Um Ano na Crise

Família Lourenço

Portugal não segue as leis do "Reino das Cem Janelas"

Por Graça Barbosa Ribeiro
Adriano Miranda

Quem, há três semanas, assistiu à representação da adaptação feita por José Vieira Lourenço de uma peça de Alice Vieira, Graças e Desgraças da Corte de El Rei Tadinho, talvez não tenha conseguido conter um sorriso. Quando pode, o professor de Filosofia e de Teatro não deixa de dar o seu contributo para desenvolver o sentido crítico dos alunos e aquela não foi excepção. Quando se ouviu: "Diziam os grandes livros de leis do Reino das Cem Janelas que a crise, quando nascia, era para todos", o coro comentou, sarcástico, como nas tragédias gregas: "Agora não é bem assim!..."

E não é, diz o professor. Na obra de Alice Vieira - em que se baseou a peça que os alunos da Escola Secundária Quinta das Flores levaram à cena na Mostra de Teatro Escolar de Coimbra - pode ler-se: "Se faltava comida na mesa do ferreiro, também faltava na mesa do juiz; se entrava água em casa do pedreiro, também entrava em casa do físico da corte". Em casa dos dois professores, ambos no topo da carreira, está muito longe de entrar água ou faltar comida, mas tanto José como a mulher, Clara, sabem que por aqui "a lei do Reino das Cem janelas não é cumprida" e que se "uns já sofrem a crise na pele, outros ainda nem dão por ela".

O que os indigna são "os salários milionários e as indemnizações de luxo" que fazem títulos nos jornais. O que os embaraça - a José e Clara, de 58 e 57 anos de idade, pais de duas jovens a estudar no estrangeiro - é terem a ousadia de se queixarem quando vêem à sua volta "pessoas em situação dramática".

Ainda assim, olham, apreensivos, para a situação de amigos e conhecidos, da sua idade e segmento social, que podem vir a sofrer com os cortes nos orçamentos das escolas e que obrigam à redução do número de professores. "São pessoas que sempre tiveram vidas confortáveis, que estão numa idade em que já é difícil mudar de carreira e que, muitas vezes, ainda têm de ajudar os filhos, que estão desempregados ou prolongam os estudos por não arranjarem emprego", lamenta Clara.

O seu caso será menos grave.

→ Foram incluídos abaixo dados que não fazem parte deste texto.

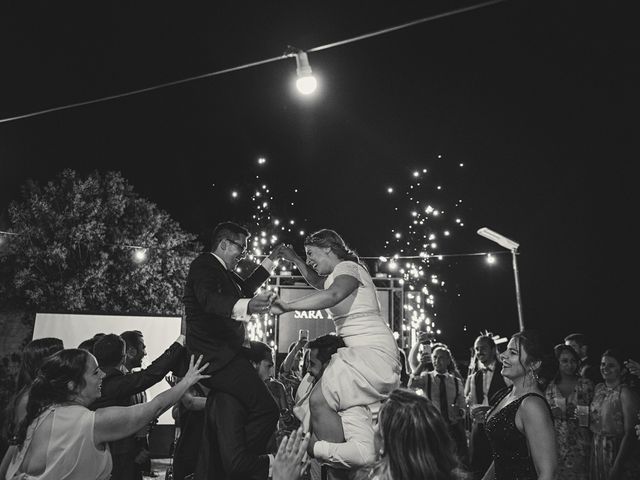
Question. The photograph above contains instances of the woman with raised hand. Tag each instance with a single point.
(33, 354)
(60, 438)
(368, 369)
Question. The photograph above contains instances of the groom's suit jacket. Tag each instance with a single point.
(210, 293)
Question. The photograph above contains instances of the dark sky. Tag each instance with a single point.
(537, 99)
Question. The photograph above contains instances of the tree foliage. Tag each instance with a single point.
(74, 249)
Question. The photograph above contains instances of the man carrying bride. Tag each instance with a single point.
(368, 368)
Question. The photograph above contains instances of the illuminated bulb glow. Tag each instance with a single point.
(306, 82)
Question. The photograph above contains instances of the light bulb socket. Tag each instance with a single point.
(303, 69)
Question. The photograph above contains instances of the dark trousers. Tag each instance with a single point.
(459, 437)
(479, 451)
(240, 380)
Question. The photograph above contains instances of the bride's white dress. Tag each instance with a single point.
(368, 368)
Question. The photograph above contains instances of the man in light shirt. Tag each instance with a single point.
(483, 382)
(446, 392)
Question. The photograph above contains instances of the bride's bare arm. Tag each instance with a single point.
(309, 274)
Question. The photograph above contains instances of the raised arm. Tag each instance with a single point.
(309, 274)
(537, 426)
(114, 423)
(290, 359)
(340, 289)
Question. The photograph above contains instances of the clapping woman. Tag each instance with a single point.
(60, 438)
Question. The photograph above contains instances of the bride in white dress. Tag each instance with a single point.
(368, 368)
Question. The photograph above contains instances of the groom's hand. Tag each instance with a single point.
(277, 308)
(261, 303)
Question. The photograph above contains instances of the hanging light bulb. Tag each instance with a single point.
(306, 82)
(139, 255)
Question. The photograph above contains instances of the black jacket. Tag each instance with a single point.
(210, 293)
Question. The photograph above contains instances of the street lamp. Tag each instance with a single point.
(513, 246)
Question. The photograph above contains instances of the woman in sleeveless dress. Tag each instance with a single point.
(520, 425)
(614, 411)
(566, 392)
(60, 438)
(368, 368)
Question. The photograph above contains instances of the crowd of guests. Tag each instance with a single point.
(523, 412)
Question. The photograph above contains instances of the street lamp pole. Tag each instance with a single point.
(513, 247)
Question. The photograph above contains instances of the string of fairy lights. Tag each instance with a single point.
(411, 256)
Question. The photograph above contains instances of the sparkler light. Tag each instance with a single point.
(421, 229)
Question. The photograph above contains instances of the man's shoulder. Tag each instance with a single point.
(111, 373)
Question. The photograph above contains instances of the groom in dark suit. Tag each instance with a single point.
(217, 303)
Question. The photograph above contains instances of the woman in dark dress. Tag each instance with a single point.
(520, 425)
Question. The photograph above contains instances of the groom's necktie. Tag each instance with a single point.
(232, 277)
(444, 403)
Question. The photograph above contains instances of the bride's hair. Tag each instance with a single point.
(331, 239)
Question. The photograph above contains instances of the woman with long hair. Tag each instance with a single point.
(566, 393)
(33, 354)
(368, 368)
(614, 412)
(520, 424)
(412, 442)
(61, 438)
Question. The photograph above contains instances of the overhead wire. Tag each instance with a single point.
(252, 64)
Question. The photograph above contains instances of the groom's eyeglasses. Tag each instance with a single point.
(243, 248)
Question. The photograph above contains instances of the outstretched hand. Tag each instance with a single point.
(194, 374)
(291, 460)
(278, 307)
(261, 302)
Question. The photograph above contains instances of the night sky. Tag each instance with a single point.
(537, 100)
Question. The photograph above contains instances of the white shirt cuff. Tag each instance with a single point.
(271, 460)
(268, 264)
(239, 312)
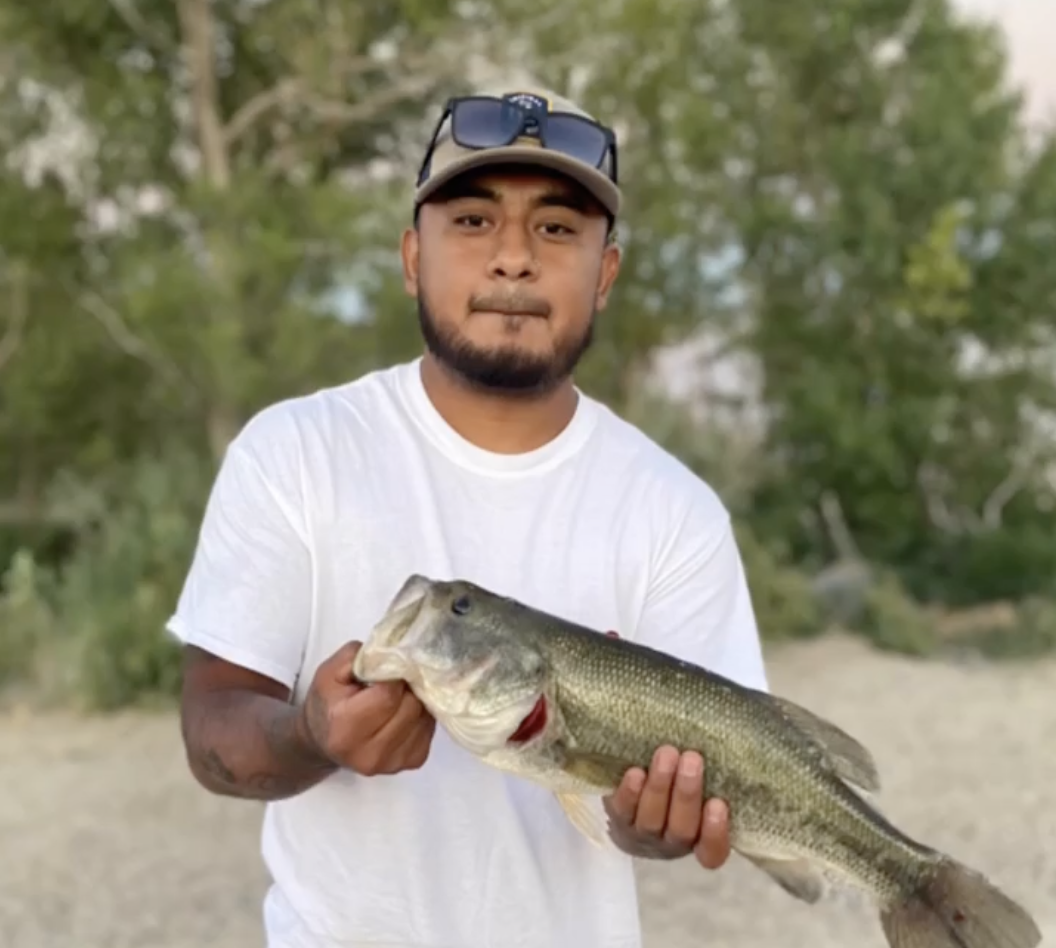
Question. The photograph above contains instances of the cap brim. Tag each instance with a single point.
(597, 183)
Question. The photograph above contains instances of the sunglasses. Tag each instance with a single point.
(484, 121)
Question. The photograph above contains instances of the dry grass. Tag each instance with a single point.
(107, 842)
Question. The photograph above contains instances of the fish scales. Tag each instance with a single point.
(572, 709)
(621, 703)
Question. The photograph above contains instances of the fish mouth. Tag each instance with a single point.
(380, 657)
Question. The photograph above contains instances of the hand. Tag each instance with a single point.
(378, 728)
(658, 815)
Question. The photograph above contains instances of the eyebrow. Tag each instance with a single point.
(552, 197)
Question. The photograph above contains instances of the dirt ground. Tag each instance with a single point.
(107, 842)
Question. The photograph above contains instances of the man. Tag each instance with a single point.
(479, 460)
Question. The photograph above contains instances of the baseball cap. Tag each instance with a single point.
(523, 127)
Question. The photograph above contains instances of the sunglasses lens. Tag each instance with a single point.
(581, 139)
(485, 122)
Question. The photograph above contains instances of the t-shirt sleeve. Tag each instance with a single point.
(247, 595)
(698, 606)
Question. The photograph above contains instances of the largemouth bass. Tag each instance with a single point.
(572, 709)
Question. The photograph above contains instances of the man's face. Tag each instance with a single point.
(509, 268)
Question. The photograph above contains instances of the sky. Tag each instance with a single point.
(1030, 26)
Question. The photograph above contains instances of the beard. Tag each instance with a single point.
(502, 370)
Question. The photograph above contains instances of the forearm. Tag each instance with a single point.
(241, 743)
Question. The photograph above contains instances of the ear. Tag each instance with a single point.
(409, 253)
(611, 257)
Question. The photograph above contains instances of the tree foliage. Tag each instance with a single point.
(201, 207)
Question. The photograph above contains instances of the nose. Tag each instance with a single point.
(514, 257)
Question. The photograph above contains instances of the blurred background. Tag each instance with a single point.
(837, 305)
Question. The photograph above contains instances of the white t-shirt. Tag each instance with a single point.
(323, 506)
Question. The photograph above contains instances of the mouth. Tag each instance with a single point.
(513, 308)
(380, 656)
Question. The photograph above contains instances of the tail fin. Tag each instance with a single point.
(958, 908)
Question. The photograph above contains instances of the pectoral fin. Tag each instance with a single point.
(604, 773)
(795, 876)
(586, 814)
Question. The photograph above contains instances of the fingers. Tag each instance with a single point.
(655, 799)
(623, 803)
(684, 815)
(713, 848)
(393, 731)
(664, 806)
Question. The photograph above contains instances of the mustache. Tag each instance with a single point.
(516, 304)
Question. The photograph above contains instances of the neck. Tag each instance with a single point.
(496, 422)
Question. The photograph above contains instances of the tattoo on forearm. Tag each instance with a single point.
(281, 764)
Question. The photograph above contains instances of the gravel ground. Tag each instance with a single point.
(107, 842)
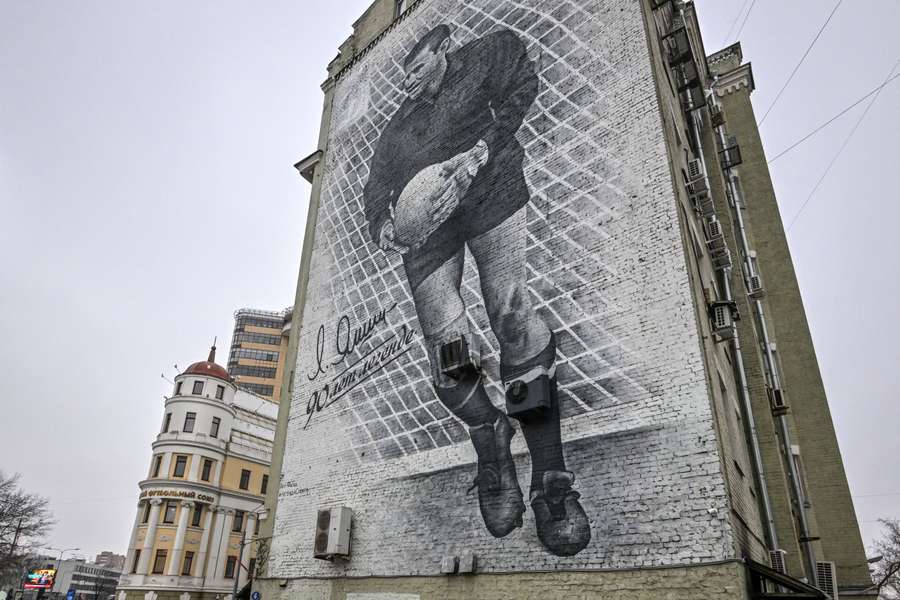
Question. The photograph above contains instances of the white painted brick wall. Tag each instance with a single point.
(606, 272)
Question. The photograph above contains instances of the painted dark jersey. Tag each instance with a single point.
(488, 88)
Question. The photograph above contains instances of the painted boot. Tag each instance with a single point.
(562, 526)
(499, 495)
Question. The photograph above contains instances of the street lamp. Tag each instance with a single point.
(58, 561)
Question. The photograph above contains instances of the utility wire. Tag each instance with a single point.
(802, 58)
(843, 146)
(747, 16)
(831, 120)
(733, 23)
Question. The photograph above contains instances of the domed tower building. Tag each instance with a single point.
(195, 533)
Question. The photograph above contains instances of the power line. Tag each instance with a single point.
(802, 58)
(733, 23)
(831, 120)
(747, 16)
(841, 149)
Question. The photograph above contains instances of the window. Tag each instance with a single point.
(251, 371)
(255, 338)
(159, 564)
(229, 567)
(257, 388)
(207, 469)
(189, 420)
(169, 515)
(180, 466)
(188, 562)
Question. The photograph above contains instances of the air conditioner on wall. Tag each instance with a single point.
(333, 533)
(754, 287)
(778, 560)
(715, 235)
(723, 316)
(776, 400)
(826, 579)
(695, 169)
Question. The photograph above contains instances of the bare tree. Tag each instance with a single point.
(24, 521)
(887, 571)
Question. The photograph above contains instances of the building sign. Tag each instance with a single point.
(40, 579)
(496, 187)
(186, 494)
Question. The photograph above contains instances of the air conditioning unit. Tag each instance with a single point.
(333, 533)
(730, 155)
(460, 357)
(695, 169)
(721, 259)
(723, 318)
(778, 560)
(754, 287)
(776, 400)
(826, 579)
(715, 235)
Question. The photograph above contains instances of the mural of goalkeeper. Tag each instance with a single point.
(447, 174)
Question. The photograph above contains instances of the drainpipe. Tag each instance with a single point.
(772, 374)
(770, 532)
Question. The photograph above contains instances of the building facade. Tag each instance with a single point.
(549, 342)
(88, 581)
(196, 528)
(110, 560)
(258, 350)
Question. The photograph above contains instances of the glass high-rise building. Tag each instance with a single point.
(258, 349)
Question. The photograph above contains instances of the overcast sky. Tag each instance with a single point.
(146, 192)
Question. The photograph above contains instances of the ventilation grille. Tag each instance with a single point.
(778, 560)
(826, 579)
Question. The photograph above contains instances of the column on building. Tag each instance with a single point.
(219, 549)
(204, 541)
(150, 538)
(180, 533)
(129, 555)
(249, 527)
(222, 559)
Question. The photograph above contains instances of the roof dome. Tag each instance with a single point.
(208, 368)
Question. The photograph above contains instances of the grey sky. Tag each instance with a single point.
(146, 192)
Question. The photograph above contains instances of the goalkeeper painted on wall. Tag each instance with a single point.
(447, 174)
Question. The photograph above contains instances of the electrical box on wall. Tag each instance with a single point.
(333, 533)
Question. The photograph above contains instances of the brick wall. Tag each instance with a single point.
(605, 270)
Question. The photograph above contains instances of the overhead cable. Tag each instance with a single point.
(831, 120)
(802, 58)
(841, 149)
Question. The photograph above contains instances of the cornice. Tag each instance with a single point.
(734, 81)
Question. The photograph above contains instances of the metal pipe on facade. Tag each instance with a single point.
(743, 387)
(772, 373)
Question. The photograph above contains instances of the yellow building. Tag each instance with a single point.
(258, 349)
(196, 530)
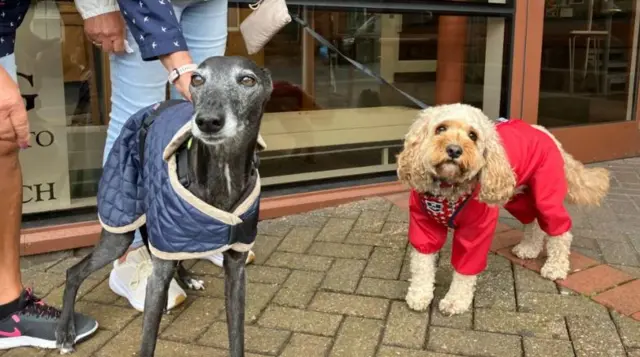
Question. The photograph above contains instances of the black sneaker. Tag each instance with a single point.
(35, 325)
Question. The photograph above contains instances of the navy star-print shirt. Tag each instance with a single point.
(11, 16)
(154, 26)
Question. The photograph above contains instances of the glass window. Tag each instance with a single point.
(589, 56)
(326, 119)
(60, 77)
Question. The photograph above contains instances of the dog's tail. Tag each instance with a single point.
(587, 186)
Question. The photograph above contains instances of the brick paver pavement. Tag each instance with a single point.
(331, 283)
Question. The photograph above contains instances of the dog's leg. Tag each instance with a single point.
(460, 295)
(110, 247)
(558, 249)
(532, 243)
(189, 280)
(155, 303)
(234, 294)
(423, 277)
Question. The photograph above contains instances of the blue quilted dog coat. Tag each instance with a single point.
(179, 225)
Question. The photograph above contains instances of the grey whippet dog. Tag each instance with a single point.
(229, 95)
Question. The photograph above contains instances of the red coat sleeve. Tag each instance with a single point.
(425, 234)
(474, 233)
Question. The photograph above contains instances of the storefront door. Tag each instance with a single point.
(575, 63)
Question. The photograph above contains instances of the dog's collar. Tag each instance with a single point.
(443, 183)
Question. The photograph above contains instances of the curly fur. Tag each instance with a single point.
(423, 277)
(424, 165)
(484, 160)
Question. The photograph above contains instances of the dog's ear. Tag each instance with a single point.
(497, 179)
(411, 166)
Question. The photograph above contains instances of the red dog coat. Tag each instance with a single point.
(538, 165)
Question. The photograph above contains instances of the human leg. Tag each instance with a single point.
(11, 208)
(25, 320)
(204, 26)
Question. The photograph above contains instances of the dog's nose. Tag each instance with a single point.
(210, 125)
(454, 151)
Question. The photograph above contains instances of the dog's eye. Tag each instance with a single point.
(248, 81)
(197, 80)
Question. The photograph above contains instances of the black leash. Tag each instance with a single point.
(355, 63)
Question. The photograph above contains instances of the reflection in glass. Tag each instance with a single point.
(588, 62)
(58, 76)
(327, 119)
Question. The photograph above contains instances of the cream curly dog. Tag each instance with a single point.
(461, 166)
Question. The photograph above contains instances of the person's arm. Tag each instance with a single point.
(155, 28)
(103, 24)
(14, 125)
(93, 8)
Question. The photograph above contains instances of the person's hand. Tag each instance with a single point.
(176, 60)
(106, 31)
(14, 124)
(182, 85)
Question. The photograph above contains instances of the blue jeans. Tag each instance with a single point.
(9, 64)
(136, 84)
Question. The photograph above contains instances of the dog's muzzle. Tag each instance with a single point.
(210, 125)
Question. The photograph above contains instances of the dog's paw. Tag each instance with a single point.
(194, 284)
(454, 306)
(65, 340)
(418, 301)
(555, 270)
(65, 350)
(526, 251)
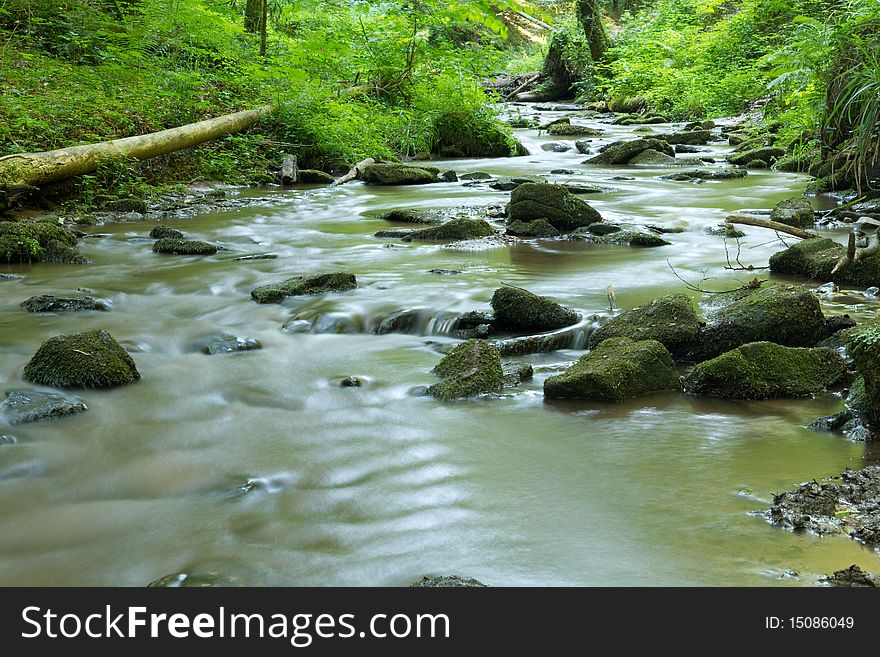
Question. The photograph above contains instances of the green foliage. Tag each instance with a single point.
(349, 80)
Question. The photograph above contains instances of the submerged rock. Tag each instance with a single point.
(82, 360)
(622, 152)
(761, 370)
(815, 258)
(707, 174)
(796, 211)
(472, 368)
(863, 346)
(689, 138)
(452, 231)
(820, 508)
(184, 247)
(766, 154)
(571, 130)
(536, 228)
(617, 369)
(670, 320)
(399, 174)
(37, 241)
(852, 576)
(520, 310)
(313, 177)
(23, 406)
(46, 303)
(553, 203)
(626, 236)
(304, 285)
(164, 232)
(782, 314)
(227, 344)
(446, 581)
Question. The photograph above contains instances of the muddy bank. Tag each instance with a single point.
(849, 505)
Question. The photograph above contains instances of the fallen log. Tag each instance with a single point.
(37, 169)
(772, 225)
(354, 172)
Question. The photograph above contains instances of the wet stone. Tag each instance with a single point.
(228, 344)
(24, 406)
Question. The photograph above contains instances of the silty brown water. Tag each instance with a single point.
(260, 468)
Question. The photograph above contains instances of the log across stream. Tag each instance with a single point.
(260, 468)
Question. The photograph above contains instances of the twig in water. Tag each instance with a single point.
(751, 285)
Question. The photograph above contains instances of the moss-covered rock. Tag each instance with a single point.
(313, 177)
(768, 154)
(520, 310)
(82, 360)
(472, 368)
(126, 205)
(670, 320)
(46, 303)
(304, 285)
(24, 406)
(452, 231)
(164, 232)
(656, 158)
(554, 203)
(689, 137)
(622, 152)
(536, 228)
(863, 346)
(616, 370)
(404, 216)
(627, 104)
(787, 315)
(183, 247)
(571, 130)
(399, 174)
(37, 241)
(796, 211)
(625, 236)
(707, 174)
(761, 370)
(816, 258)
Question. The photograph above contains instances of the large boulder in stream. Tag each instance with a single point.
(616, 370)
(670, 320)
(863, 346)
(761, 370)
(472, 368)
(23, 406)
(184, 247)
(796, 211)
(399, 174)
(768, 154)
(554, 203)
(688, 137)
(786, 315)
(304, 285)
(572, 130)
(82, 360)
(46, 303)
(630, 235)
(38, 241)
(815, 258)
(621, 152)
(520, 310)
(452, 231)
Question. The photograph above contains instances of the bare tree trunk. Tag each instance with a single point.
(50, 166)
(590, 18)
(772, 225)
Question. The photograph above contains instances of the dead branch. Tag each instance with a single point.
(772, 225)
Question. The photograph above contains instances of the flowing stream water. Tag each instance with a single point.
(258, 468)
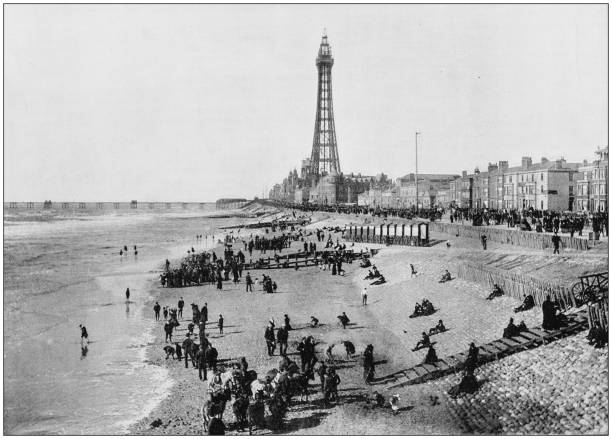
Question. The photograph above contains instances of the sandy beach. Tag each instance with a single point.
(426, 409)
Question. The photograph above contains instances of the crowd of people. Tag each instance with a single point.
(533, 219)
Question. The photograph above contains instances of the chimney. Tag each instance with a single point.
(526, 162)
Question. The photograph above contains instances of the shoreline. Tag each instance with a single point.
(377, 324)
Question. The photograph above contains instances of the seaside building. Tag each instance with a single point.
(544, 185)
(430, 186)
(592, 184)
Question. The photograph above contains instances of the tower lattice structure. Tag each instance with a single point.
(324, 158)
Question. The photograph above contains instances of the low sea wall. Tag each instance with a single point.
(515, 284)
(533, 240)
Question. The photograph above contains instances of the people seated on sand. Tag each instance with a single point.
(445, 277)
(344, 320)
(549, 311)
(527, 304)
(365, 263)
(472, 359)
(468, 384)
(438, 328)
(418, 309)
(376, 400)
(424, 342)
(381, 280)
(511, 330)
(427, 307)
(597, 336)
(431, 356)
(497, 292)
(424, 309)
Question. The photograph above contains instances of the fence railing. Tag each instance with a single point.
(516, 285)
(415, 234)
(513, 237)
(598, 313)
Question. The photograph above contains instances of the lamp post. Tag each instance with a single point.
(416, 167)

O corte de dez por cento nos vencimentos, a subida do IVA e o apoio às filhas e a um familiar que está desempregado exigiram disciplina, mas têm dificuldade em falar em sacrifícios. Sentem, no entanto, que já fazem uma "espécie de treino para a crise".

Trocaram produtos mais caros por outros de marca branca, o vinho pela cerveja, a gasolina por um talão de desconto no supermercado e a ida ao restaurante por uma refeição take away; aprenderam a folhear livros sem os comprar, a ver montras sem abrir a carteira e ainda arranjaram uma caixa de poupança, onde ao fim do dia põem as moedas de euro que encontram nas carteiras e que ali ficam guardadas para alguma extravagância.

Eles próprios planeiam ver crescer uma parte do que consomem, numa horta que gostariam de fazer no quintal de um familiar. É importante para a economia doméstica, mas também para a gestão do stress, explica José. E tem a vantagem, acrescenta Clara, de ser um passatempo produtivo e amigo do ambiente e de lhes permitir recuperar "coisas antigas", como "morangos que sabem mesmo a morango".